The patio of “La Casa del Ciprés” (The House of the Cypress) was once home to a huge cypress tree which, in its upright posture, gazed over the horizon.

Cypress trees recover the symbolic connection between heaven and earth. Indeed, our beliefs and psychology are dominated by the vertical axis; notions of top and bottom permeate our morality and even our language in a house that embodies humanity’s living memory.

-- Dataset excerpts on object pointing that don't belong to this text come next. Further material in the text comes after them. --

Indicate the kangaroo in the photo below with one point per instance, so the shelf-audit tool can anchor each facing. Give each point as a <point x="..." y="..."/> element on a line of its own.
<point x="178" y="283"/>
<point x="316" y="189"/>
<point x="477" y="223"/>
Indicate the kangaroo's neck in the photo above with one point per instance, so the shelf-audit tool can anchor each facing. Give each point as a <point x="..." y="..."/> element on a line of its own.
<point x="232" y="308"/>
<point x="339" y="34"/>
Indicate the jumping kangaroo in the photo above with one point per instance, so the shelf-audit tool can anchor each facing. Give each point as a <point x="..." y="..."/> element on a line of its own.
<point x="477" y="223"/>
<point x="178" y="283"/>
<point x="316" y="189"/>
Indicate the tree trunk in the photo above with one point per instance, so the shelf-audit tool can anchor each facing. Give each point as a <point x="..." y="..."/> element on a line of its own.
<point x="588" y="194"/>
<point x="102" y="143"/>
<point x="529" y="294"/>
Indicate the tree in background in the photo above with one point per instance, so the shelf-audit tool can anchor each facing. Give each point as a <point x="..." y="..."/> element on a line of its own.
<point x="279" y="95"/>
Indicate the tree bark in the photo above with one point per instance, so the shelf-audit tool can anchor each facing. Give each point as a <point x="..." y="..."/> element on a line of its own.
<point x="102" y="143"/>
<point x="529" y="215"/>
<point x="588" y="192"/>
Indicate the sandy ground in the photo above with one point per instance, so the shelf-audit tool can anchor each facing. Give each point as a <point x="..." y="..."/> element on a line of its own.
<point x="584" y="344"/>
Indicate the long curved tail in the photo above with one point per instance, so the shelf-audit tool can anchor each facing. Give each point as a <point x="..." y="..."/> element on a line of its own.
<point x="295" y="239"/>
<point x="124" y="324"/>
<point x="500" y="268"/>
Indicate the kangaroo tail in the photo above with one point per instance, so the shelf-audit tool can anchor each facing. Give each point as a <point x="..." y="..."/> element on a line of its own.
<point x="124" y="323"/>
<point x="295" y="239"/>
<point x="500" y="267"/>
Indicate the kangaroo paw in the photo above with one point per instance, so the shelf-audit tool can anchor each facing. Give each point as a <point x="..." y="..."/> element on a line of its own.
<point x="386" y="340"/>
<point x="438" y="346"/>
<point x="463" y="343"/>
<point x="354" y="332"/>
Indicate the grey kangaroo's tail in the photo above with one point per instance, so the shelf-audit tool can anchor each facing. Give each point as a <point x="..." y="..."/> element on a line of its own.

The House is located on 2 Calle Tornillo, Córdoba, on the great Roman sewer that once collected the waters that flowed down from the city walls along Maese Luis Street, named after Miguel de Cervantes’ alleged relative. The sewer’s arch, the intricate and ubiquitous mosaics… these Roman ruins bear witness to distant times. Such is the case of de mosaic on the fireplace in the main living room, which depicts a newt, an animal central to Roman mythology.

The House stands between “Ermita de la Candelaria” and “Ermita de la Consolación”, at the narrowest point of Tornillo treet, next to what once was the Hospital of the Consolación and would later become the House of Expósitos (1599). This narrow point was once the site of a small turnstyle – from which the street takes its name (in Spanish, torno) – where newborn babies were abandoned in darker times of the past.

The House of the Cypress is part Córdoba’s artistic and cultural heritage, recognised as such in municipal archives.